如果不是两种方法只在我的机器上使用一个核心，那本身就不会令人惊讶。我假设，使用vectorize，它会自动使用多个内核来更快地完成，这样可以获得更快的速度，但它似乎做了不同的事情。

numpy''vectorize`做什么样的“魔术”？

Answer 1

我想知道vectorize如何处理这些输入。它旨在获取数组输入，相互广播它们，并将所有元素（作为标量）提供给您的函数。特别是我想知道它是如何处理set的。

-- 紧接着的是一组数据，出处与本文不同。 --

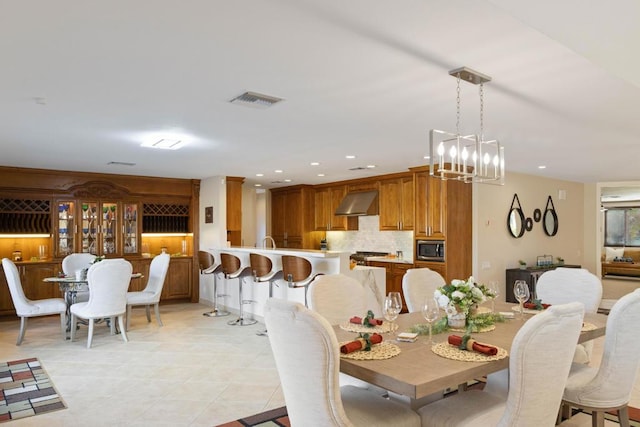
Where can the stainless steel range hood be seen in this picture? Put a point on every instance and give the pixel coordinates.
(358, 204)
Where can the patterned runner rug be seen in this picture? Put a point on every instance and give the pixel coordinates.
(26, 390)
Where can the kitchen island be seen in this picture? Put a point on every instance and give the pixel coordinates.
(322, 262)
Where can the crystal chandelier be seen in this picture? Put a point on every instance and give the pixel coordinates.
(468, 158)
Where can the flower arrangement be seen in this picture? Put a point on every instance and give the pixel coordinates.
(460, 296)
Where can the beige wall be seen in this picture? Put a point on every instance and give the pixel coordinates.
(495, 249)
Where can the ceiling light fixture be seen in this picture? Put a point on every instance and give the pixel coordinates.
(468, 158)
(165, 144)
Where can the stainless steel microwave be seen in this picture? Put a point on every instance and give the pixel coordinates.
(430, 250)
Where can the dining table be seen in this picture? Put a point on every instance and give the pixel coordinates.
(421, 375)
(70, 285)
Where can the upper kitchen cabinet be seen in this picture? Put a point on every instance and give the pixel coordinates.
(234, 210)
(292, 217)
(397, 203)
(327, 200)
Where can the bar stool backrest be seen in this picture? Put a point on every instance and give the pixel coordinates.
(299, 268)
(260, 264)
(205, 260)
(230, 263)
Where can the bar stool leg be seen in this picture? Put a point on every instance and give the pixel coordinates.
(216, 312)
(241, 321)
(264, 333)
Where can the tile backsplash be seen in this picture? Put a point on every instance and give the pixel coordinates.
(370, 238)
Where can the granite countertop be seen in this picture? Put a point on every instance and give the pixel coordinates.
(389, 259)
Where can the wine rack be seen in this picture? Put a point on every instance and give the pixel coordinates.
(25, 216)
(165, 218)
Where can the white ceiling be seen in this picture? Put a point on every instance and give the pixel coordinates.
(85, 82)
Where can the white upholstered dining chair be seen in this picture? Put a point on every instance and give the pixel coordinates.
(609, 386)
(418, 284)
(564, 285)
(336, 297)
(307, 357)
(74, 262)
(539, 364)
(150, 295)
(108, 283)
(25, 307)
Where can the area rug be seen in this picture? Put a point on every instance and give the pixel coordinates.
(26, 390)
(273, 418)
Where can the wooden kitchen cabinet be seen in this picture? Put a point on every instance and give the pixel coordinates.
(394, 273)
(31, 277)
(234, 210)
(177, 284)
(397, 203)
(292, 217)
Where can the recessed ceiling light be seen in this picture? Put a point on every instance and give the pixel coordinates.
(165, 144)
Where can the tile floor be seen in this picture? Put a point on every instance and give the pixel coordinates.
(195, 371)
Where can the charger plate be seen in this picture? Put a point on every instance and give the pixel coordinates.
(448, 351)
(354, 327)
(384, 350)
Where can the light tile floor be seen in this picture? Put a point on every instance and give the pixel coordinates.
(194, 371)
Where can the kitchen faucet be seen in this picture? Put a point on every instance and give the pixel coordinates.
(264, 242)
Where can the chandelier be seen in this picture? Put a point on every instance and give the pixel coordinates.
(467, 158)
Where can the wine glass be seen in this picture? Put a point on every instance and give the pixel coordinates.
(495, 290)
(522, 294)
(430, 311)
(392, 308)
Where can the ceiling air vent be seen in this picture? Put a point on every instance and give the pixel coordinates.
(255, 100)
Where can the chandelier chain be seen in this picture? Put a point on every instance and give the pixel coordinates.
(458, 105)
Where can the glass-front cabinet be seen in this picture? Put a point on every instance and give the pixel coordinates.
(103, 228)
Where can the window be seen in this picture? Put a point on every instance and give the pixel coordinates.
(622, 227)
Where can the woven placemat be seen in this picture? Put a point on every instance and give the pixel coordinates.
(525, 310)
(448, 351)
(354, 327)
(487, 328)
(384, 350)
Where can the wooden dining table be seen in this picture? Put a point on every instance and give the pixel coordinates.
(418, 373)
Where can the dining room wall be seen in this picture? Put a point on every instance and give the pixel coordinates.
(495, 249)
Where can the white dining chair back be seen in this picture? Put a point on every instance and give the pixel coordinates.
(609, 386)
(307, 357)
(108, 283)
(74, 262)
(564, 285)
(150, 295)
(539, 364)
(25, 307)
(418, 284)
(337, 298)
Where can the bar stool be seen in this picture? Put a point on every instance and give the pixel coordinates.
(232, 269)
(298, 273)
(263, 269)
(207, 265)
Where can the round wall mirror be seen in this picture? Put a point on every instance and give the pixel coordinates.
(516, 222)
(550, 222)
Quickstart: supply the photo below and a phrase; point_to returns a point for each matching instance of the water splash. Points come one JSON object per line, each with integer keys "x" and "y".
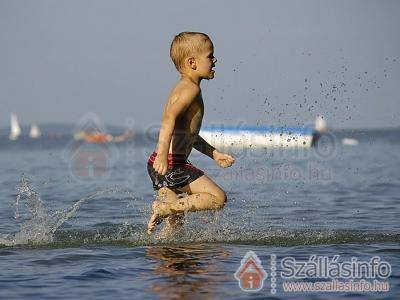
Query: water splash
{"x": 40, "y": 228}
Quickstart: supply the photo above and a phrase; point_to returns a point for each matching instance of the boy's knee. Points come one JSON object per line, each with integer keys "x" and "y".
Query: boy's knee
{"x": 221, "y": 199}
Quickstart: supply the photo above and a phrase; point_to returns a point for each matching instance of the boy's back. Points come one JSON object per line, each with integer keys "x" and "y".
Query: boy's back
{"x": 188, "y": 122}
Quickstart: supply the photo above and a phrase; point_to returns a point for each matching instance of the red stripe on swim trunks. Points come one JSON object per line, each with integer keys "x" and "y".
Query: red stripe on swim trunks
{"x": 173, "y": 159}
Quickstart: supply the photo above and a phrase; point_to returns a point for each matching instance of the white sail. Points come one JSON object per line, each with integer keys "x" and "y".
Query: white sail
{"x": 35, "y": 132}
{"x": 15, "y": 131}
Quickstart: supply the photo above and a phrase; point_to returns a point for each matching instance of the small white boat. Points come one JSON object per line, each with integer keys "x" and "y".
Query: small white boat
{"x": 15, "y": 131}
{"x": 349, "y": 142}
{"x": 35, "y": 132}
{"x": 264, "y": 136}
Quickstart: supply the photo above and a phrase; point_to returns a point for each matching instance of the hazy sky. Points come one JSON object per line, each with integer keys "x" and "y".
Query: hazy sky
{"x": 279, "y": 62}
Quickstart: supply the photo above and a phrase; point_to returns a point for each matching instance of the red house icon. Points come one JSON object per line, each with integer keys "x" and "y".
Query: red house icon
{"x": 251, "y": 274}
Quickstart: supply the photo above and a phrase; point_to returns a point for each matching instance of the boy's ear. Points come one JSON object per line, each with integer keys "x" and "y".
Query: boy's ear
{"x": 192, "y": 63}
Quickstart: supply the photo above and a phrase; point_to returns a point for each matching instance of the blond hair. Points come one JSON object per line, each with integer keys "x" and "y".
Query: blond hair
{"x": 187, "y": 44}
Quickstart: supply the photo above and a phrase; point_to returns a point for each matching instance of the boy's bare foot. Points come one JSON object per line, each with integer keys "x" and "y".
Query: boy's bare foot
{"x": 161, "y": 210}
{"x": 173, "y": 222}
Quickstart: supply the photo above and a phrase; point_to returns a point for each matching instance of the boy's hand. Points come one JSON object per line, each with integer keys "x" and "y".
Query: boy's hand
{"x": 161, "y": 164}
{"x": 222, "y": 159}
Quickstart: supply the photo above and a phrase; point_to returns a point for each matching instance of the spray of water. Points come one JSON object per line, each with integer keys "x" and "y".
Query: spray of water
{"x": 40, "y": 228}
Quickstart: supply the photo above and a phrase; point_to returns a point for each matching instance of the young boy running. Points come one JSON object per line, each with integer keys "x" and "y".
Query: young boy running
{"x": 168, "y": 167}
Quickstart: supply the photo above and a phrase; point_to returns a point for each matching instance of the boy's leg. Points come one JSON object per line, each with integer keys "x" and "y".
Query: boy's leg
{"x": 163, "y": 195}
{"x": 205, "y": 194}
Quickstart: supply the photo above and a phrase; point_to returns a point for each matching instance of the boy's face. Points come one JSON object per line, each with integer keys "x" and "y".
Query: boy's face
{"x": 205, "y": 62}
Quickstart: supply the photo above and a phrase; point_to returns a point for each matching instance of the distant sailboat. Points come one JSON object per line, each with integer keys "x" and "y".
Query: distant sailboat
{"x": 320, "y": 124}
{"x": 15, "y": 131}
{"x": 35, "y": 132}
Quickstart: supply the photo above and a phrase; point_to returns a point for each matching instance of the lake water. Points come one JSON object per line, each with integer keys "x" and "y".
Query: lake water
{"x": 72, "y": 232}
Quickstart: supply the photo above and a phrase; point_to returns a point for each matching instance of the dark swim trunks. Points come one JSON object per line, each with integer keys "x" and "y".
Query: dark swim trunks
{"x": 180, "y": 172}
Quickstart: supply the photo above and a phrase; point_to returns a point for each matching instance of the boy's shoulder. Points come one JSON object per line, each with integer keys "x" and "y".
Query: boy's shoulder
{"x": 186, "y": 88}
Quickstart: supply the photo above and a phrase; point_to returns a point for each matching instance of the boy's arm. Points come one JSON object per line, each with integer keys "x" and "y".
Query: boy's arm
{"x": 202, "y": 146}
{"x": 222, "y": 159}
{"x": 171, "y": 112}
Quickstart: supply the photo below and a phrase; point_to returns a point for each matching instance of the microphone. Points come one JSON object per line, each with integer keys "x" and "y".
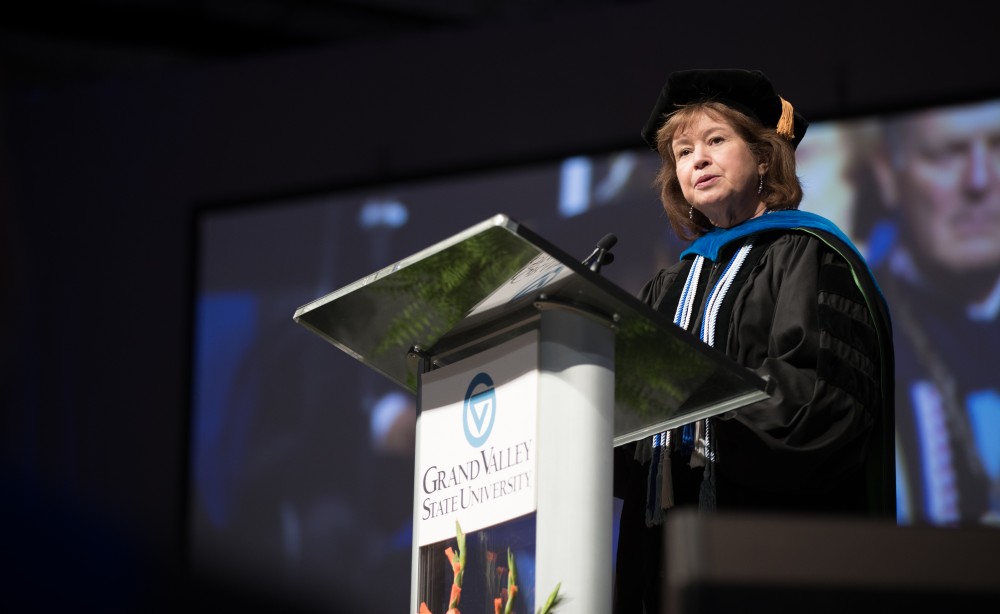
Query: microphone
{"x": 602, "y": 254}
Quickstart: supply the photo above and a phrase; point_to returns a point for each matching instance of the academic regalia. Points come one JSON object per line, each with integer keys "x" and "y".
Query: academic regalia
{"x": 796, "y": 304}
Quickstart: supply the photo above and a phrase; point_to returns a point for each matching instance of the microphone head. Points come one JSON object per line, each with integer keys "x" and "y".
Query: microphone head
{"x": 608, "y": 241}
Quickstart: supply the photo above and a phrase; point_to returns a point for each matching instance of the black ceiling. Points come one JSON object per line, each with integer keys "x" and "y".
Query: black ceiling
{"x": 47, "y": 40}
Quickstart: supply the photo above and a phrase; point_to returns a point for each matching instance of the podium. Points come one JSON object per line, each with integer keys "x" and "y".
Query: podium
{"x": 528, "y": 368}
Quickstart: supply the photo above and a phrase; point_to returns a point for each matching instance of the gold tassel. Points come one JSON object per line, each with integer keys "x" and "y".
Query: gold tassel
{"x": 786, "y": 123}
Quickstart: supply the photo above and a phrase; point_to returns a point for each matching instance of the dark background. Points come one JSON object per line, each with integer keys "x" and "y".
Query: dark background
{"x": 119, "y": 121}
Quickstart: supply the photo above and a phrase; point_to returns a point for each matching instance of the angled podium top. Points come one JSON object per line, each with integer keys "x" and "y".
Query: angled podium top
{"x": 479, "y": 281}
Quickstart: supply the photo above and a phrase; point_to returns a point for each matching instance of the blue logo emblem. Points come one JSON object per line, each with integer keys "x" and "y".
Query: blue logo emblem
{"x": 479, "y": 410}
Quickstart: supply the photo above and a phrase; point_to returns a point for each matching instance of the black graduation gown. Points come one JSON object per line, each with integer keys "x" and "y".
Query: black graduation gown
{"x": 804, "y": 311}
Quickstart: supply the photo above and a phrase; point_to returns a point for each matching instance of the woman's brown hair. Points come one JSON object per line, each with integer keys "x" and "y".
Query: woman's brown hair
{"x": 781, "y": 186}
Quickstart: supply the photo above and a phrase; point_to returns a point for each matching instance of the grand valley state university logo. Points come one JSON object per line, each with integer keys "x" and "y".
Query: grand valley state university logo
{"x": 479, "y": 411}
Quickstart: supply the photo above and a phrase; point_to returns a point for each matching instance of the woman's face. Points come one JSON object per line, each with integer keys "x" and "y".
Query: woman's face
{"x": 717, "y": 172}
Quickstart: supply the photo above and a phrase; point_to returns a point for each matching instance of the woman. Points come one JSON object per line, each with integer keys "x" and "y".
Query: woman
{"x": 782, "y": 292}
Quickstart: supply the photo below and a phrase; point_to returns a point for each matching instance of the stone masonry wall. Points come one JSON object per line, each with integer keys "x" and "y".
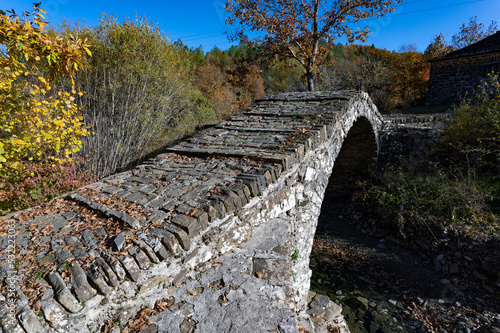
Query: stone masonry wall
{"x": 190, "y": 227}
{"x": 452, "y": 79}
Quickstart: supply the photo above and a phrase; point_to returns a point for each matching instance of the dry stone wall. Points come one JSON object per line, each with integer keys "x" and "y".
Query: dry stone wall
{"x": 219, "y": 228}
{"x": 452, "y": 79}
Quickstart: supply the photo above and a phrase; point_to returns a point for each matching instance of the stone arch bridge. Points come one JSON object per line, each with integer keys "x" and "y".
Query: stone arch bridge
{"x": 216, "y": 231}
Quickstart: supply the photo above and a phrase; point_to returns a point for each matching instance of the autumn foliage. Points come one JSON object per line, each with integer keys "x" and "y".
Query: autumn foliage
{"x": 38, "y": 124}
{"x": 294, "y": 29}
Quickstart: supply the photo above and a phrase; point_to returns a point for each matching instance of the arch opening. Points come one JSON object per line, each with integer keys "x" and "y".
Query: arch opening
{"x": 356, "y": 158}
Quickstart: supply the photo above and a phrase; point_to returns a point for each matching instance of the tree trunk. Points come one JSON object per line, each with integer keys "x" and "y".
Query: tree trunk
{"x": 310, "y": 81}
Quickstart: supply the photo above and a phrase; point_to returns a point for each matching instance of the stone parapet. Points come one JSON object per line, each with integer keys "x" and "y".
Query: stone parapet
{"x": 134, "y": 238}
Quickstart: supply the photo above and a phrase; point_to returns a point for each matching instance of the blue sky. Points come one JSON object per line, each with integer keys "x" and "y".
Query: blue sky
{"x": 201, "y": 22}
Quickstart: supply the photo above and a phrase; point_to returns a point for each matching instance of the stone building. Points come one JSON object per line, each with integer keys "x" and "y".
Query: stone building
{"x": 457, "y": 73}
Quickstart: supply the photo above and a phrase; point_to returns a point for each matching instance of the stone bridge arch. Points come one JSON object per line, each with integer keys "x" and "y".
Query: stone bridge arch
{"x": 211, "y": 225}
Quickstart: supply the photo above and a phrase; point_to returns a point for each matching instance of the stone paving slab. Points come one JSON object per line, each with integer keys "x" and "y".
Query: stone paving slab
{"x": 93, "y": 248}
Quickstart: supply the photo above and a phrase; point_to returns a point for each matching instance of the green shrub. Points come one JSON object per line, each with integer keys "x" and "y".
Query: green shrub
{"x": 429, "y": 200}
{"x": 474, "y": 136}
{"x": 136, "y": 87}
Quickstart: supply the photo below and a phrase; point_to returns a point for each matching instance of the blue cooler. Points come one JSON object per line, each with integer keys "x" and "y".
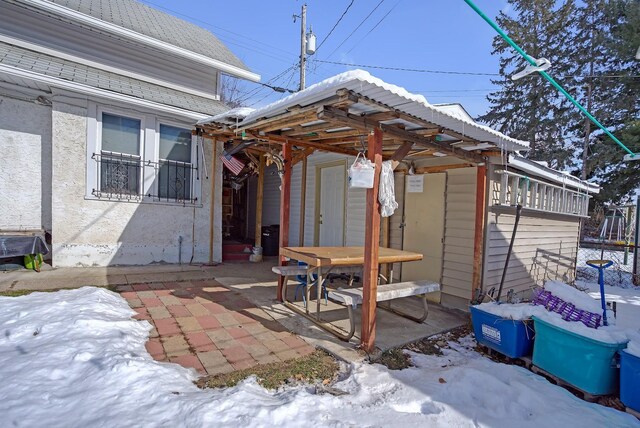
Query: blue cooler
{"x": 513, "y": 338}
{"x": 583, "y": 362}
{"x": 630, "y": 380}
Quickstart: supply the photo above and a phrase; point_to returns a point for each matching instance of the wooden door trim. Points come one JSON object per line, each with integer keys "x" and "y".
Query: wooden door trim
{"x": 316, "y": 220}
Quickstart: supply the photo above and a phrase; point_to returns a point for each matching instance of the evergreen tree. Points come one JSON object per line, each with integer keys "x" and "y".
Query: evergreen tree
{"x": 615, "y": 97}
{"x": 530, "y": 108}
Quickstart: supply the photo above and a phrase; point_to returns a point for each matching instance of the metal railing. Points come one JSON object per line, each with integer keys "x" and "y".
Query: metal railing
{"x": 517, "y": 189}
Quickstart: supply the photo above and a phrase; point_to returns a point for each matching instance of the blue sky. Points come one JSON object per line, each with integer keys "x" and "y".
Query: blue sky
{"x": 443, "y": 35}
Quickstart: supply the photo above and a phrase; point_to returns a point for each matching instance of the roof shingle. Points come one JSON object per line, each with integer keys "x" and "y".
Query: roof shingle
{"x": 151, "y": 22}
{"x": 47, "y": 65}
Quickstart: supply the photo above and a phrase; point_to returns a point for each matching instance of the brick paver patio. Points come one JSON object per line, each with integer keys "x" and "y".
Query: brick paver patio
{"x": 206, "y": 326}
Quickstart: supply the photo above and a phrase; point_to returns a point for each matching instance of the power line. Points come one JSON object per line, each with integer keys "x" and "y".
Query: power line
{"x": 462, "y": 73}
{"x": 262, "y": 86}
{"x": 415, "y": 70}
{"x": 335, "y": 25}
{"x": 356, "y": 29}
{"x": 376, "y": 26}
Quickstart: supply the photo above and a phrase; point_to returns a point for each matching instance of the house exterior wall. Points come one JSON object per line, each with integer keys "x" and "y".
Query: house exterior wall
{"x": 459, "y": 220}
{"x": 46, "y": 32}
{"x": 89, "y": 232}
{"x": 545, "y": 247}
{"x": 25, "y": 164}
{"x": 457, "y": 263}
{"x": 355, "y": 201}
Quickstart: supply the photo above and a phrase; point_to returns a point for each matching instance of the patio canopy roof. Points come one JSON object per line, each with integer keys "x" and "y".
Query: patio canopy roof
{"x": 337, "y": 114}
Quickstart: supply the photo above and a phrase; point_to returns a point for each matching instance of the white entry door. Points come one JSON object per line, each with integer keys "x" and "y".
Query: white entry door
{"x": 330, "y": 213}
{"x": 424, "y": 227}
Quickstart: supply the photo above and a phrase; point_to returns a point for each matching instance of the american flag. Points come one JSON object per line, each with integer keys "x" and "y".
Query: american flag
{"x": 232, "y": 163}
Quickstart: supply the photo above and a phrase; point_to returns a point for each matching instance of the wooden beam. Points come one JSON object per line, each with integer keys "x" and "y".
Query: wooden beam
{"x": 302, "y": 143}
{"x": 371, "y": 247}
{"x": 303, "y": 201}
{"x": 285, "y": 205}
{"x": 478, "y": 237}
{"x": 300, "y": 155}
{"x": 259, "y": 201}
{"x": 441, "y": 168}
{"x": 354, "y": 121}
{"x": 212, "y": 211}
{"x": 400, "y": 153}
{"x": 287, "y": 122}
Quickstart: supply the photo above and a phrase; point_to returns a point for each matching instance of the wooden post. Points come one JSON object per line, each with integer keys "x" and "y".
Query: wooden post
{"x": 285, "y": 205}
{"x": 384, "y": 242}
{"x": 258, "y": 232}
{"x": 212, "y": 206}
{"x": 371, "y": 247}
{"x": 303, "y": 199}
{"x": 481, "y": 191}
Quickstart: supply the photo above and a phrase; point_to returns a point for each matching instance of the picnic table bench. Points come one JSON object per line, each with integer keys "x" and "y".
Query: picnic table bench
{"x": 352, "y": 298}
{"x": 303, "y": 270}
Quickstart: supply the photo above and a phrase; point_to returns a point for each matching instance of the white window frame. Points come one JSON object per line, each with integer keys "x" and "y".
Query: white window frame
{"x": 149, "y": 151}
{"x": 196, "y": 186}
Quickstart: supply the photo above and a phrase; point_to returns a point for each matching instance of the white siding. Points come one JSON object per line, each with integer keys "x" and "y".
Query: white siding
{"x": 545, "y": 247}
{"x": 355, "y": 204}
{"x": 73, "y": 40}
{"x": 100, "y": 232}
{"x": 396, "y": 221}
{"x": 25, "y": 165}
{"x": 457, "y": 269}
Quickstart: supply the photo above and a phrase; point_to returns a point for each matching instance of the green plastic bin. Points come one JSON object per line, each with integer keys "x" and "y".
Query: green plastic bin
{"x": 585, "y": 363}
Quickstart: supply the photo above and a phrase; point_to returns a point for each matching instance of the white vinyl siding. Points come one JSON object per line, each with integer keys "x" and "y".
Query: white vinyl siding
{"x": 545, "y": 247}
{"x": 354, "y": 224}
{"x": 460, "y": 208}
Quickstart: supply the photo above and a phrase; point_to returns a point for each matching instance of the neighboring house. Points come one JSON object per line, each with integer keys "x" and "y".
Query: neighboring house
{"x": 97, "y": 104}
{"x": 458, "y": 208}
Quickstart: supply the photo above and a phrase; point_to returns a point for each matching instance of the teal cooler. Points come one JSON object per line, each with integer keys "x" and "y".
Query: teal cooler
{"x": 513, "y": 338}
{"x": 583, "y": 362}
{"x": 630, "y": 380}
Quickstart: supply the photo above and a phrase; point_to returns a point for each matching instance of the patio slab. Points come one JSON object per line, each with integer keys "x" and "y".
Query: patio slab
{"x": 256, "y": 284}
{"x": 213, "y": 329}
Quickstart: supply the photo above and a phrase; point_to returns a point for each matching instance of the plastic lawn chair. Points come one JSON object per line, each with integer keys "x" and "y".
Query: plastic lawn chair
{"x": 302, "y": 284}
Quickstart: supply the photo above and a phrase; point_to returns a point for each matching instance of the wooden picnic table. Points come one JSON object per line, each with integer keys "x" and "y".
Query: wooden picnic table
{"x": 317, "y": 257}
{"x": 345, "y": 256}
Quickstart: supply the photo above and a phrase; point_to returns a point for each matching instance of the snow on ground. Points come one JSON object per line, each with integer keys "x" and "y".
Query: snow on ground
{"x": 627, "y": 302}
{"x": 619, "y": 274}
{"x": 76, "y": 358}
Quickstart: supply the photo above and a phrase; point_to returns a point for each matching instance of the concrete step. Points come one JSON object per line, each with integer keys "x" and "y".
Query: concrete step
{"x": 235, "y": 248}
{"x": 231, "y": 257}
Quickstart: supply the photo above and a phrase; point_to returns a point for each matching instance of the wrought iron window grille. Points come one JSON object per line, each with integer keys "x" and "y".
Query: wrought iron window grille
{"x": 121, "y": 176}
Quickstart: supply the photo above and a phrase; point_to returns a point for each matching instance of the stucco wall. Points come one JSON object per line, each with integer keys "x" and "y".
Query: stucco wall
{"x": 98, "y": 232}
{"x": 25, "y": 167}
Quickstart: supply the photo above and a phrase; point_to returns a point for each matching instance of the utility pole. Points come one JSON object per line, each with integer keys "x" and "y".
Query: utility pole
{"x": 303, "y": 46}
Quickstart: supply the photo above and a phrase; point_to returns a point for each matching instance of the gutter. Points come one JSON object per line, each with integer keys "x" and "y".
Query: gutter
{"x": 91, "y": 91}
{"x": 140, "y": 38}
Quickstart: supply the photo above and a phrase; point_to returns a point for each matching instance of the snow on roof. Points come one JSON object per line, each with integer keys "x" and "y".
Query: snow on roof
{"x": 455, "y": 110}
{"x": 363, "y": 83}
{"x": 540, "y": 169}
{"x": 229, "y": 117}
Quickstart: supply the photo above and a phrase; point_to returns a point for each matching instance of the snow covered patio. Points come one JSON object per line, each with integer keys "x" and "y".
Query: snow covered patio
{"x": 77, "y": 358}
{"x": 208, "y": 327}
{"x": 236, "y": 309}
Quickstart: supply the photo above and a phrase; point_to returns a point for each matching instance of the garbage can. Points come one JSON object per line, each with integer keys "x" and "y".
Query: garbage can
{"x": 270, "y": 240}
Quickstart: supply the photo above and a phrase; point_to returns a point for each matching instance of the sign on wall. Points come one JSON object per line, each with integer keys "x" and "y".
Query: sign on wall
{"x": 415, "y": 183}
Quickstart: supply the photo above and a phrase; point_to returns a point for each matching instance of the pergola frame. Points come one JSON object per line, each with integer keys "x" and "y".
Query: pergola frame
{"x": 340, "y": 124}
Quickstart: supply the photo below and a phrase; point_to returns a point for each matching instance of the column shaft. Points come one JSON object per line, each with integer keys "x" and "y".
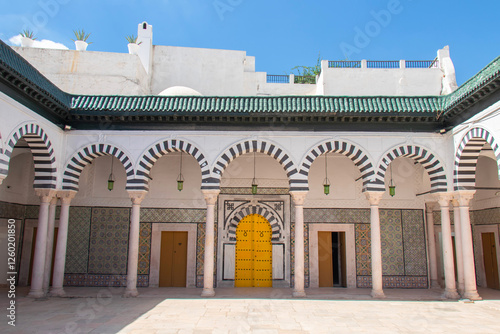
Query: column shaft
{"x": 431, "y": 240}
{"x": 50, "y": 241}
{"x": 36, "y": 290}
{"x": 62, "y": 240}
{"x": 458, "y": 247}
{"x": 449, "y": 265}
{"x": 470, "y": 288}
{"x": 208, "y": 266}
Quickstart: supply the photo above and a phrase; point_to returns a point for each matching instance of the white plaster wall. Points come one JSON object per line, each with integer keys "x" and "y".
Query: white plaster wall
{"x": 384, "y": 82}
{"x": 90, "y": 72}
{"x": 208, "y": 71}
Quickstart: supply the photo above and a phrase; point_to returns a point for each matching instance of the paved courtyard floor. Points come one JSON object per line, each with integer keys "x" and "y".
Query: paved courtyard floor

使用您的功能和print(stop_words)添加，我得到了

In [98]: words = set('one two three four five'.split())
In [99]: f=np.vectorize(clean_text)
In [100]: f(['this is one line with two words'],words)
{'five', 'four', 'three', 'one', 'two'}
{'five', 'four', 'three', 'one', 'two'}
Out[100]: 
array(['this is line with words'], 
      dtype='<U23')

该集显示两次，因为vectorize运行测试用例以确定返回数组的dtype。但与我担心的是将整个集合传递给函数相反。这是因为在数组中包装set只会创建0d对象数组：

In [101]: np.array(words)
Out[101]: array({'five', 'four', 'three', 'one', 'two'}, dtype=object)

由于我们不希望向量化函数迭代第二个参数，因此我们应该使用excluded参数。速度差异可能微不足道。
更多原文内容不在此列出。